Dr. Gerald Pillay, who is vice chancellor and rector of Liverpool Hope University of Liverpool, England, will present the address "Educating with the World in Mind: New Challenges and Opportunities" on Friday, Nov. 18, at 3 p.m. in the Fried/Hemenway Auditorium of the Martha Miller Center for Global Communication.

The public is invited. Admission is free.

"We are fortunate to have Dr. Pillay visit Hope College," said Alfredo Gonzales, who is associate provost and dean for international and multicultural education at Hope. "Dr. Pillay is a superb teacher and a scholar with an international reputation who is now leading one of the only ecumenical universities in the UK."

Pillay was born in the former British colony of Natal in South Africa. He was awarded a B.A., a B.D. (with distinction) and Doctor of Theology from the University of Durban. He also achieved a D.Phil. in Philosophical Theology from Rhodes University.

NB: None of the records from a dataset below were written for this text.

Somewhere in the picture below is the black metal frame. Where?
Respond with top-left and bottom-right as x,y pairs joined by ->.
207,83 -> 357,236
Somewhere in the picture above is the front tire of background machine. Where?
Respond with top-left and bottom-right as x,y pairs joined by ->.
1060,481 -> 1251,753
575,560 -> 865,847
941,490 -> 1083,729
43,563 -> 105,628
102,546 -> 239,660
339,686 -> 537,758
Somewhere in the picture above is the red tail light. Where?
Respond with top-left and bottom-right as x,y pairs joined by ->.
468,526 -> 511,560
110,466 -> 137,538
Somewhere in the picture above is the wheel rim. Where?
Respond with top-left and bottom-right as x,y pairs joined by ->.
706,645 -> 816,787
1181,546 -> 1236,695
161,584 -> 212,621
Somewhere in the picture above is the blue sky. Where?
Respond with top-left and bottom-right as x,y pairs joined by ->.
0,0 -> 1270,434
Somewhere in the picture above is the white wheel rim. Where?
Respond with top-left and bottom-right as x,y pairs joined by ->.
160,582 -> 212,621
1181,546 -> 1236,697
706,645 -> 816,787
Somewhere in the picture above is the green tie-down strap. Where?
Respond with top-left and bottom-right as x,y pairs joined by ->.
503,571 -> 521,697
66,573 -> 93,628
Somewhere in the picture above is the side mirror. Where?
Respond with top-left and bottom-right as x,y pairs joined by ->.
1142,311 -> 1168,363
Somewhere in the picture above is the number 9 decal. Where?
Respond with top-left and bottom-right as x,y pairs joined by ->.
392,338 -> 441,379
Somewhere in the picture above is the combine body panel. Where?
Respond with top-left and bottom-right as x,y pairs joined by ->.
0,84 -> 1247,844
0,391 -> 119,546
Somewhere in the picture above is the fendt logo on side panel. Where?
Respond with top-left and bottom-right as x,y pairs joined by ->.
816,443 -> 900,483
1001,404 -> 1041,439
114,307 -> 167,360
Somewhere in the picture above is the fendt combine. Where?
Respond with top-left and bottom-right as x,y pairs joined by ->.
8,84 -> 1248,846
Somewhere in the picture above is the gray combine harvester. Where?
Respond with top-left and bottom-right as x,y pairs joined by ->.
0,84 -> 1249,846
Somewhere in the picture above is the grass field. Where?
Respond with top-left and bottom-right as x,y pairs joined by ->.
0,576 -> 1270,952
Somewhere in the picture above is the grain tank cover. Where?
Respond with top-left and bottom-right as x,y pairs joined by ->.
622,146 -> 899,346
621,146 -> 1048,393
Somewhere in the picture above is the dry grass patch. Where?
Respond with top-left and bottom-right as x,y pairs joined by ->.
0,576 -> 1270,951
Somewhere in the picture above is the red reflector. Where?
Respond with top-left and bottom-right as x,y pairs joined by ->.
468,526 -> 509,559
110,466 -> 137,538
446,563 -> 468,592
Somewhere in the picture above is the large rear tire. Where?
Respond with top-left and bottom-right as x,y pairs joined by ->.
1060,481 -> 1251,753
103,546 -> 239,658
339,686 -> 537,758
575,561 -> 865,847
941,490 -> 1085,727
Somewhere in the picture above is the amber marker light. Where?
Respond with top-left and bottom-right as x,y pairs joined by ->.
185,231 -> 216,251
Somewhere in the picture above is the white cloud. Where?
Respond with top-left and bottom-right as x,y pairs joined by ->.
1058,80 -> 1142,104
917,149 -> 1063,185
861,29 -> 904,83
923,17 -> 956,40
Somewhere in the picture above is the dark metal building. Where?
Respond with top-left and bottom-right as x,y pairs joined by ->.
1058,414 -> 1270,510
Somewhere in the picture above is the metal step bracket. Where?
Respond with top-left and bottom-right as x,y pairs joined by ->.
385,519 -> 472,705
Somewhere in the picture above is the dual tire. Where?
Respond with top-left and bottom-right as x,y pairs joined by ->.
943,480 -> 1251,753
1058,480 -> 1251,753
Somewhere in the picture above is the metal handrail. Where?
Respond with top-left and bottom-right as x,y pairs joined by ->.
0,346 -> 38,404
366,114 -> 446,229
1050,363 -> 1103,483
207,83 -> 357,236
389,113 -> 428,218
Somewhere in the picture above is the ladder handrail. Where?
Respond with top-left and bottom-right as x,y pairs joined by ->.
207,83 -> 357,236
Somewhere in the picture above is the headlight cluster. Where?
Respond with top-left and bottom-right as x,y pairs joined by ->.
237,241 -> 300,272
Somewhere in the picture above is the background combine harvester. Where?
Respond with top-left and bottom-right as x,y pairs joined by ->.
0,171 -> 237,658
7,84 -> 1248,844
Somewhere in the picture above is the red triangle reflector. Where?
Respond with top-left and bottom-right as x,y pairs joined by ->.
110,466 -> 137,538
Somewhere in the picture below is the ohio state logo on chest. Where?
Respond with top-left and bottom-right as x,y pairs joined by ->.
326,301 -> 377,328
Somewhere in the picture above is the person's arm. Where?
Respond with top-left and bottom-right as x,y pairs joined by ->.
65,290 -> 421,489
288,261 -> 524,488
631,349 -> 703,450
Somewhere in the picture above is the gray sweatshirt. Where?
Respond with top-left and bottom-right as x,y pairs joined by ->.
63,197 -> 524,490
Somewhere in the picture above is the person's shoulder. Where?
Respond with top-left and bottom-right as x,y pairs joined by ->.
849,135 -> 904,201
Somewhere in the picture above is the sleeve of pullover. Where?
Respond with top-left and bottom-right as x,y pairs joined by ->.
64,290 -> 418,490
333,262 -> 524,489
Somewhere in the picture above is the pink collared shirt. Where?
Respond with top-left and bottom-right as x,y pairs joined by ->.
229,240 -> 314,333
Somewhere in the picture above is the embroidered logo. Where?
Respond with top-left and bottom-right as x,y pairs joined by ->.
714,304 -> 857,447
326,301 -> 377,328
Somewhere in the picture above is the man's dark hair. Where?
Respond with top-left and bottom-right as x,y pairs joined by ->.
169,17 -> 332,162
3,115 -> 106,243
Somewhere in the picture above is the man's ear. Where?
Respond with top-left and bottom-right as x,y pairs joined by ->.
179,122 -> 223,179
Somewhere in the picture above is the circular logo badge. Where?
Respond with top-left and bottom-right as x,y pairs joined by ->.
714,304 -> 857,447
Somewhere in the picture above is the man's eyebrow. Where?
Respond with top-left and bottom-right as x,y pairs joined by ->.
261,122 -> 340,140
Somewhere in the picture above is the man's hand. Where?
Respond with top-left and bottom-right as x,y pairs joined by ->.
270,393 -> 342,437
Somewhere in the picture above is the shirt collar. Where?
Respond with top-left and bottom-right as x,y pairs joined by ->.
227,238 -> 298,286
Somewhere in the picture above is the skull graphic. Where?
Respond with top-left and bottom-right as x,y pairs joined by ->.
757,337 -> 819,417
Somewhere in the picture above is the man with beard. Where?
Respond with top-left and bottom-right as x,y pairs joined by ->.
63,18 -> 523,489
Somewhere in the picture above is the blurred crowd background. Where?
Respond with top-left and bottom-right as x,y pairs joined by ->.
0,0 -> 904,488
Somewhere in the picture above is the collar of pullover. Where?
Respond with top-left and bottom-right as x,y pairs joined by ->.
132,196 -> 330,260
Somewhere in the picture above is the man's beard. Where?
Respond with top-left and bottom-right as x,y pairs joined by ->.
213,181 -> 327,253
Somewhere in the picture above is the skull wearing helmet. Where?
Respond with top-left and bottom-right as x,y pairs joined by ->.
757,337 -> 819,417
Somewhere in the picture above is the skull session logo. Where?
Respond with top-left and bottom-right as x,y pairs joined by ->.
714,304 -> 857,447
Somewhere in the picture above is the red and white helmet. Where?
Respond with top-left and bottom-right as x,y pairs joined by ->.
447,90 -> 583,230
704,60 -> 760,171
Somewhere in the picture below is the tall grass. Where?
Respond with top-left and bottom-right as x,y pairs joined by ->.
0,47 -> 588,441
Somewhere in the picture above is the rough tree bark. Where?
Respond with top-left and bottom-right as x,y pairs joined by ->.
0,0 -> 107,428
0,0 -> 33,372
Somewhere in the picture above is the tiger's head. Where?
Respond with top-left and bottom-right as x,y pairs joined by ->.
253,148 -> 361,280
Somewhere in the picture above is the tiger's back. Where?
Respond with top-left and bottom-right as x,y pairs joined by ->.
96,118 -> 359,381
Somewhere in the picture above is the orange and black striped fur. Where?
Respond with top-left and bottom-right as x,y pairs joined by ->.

After lecturing at the University of Durban-Westville, he became professor of ecclesiastical history at the University of South Africa in 1988, a post he held for eight years. During this period he was also variously a guest professor at Northwestern University in Illinois; a research fellow at Princeton University; a visiting professor at Eastern Mennonite University in Virginia; a guest professor at Rhodes University and a visiting professor at the graduate school at AMBS, Indiana.

In 1997 he became Foundation Professor and head of the Department of Theology and Religious Studies at Otago University, New Zealand's oldest university, based in Dunedin in the South Island. He was asked to serve as the first head of liberal arts within that university in 1998. He has served in various senior leadership roles at the University of South Africa, the Human Sciences Research Council in Pretoria and the University of Otago.

Pillay has been with Liverpool Hope University since 2003. He was initially appointed head of Liverpool Hope University College, an institution whose first founding college was established in 1844. He became the first vice chancellor when Liverpool Hope was given full university status in July 2005.

He has served on editorial boards of two international journals, "Studia Historiae Ecclesiasticae" and "Verbum et Ecclesia"; has presented papers at numerous international conferences; and has served on various public and educational bodies. He has published extensively and is an internationally respected scholar.

He was elected a Life Fellow of the Royal Society for the encouragement of Arts, Manufactures & Commerce (RSA) in October 2005, and he received a commission to become a Deputy Lieutenant of the County of Merseyside in January 2009.

Liverpool Hope University, which enrolls more than 7,000 students from more than 60 countries worldwide, is one of Hope College's global academic partners. Hope's first exchange with the university took place in the fall of 1997, when two students from the university spent the semester at Hope to complete their student teaching. Hope students started studying in Liverpool during the spring of 1998.

The relationship began in 1996, when representatives of the university visited Hope while in the process of renaming their institution. They liked the college's name and felt that it suited well their own institution's mission. A new academic exchange agreement was signed when former Provost James N. Boelkins and Gonzales visited Liverpool Hope University in June 2006.

The Martha Miller Center for Global Communication is located at 257 Columbia Ave., on Columbia Avenue at 10th Street.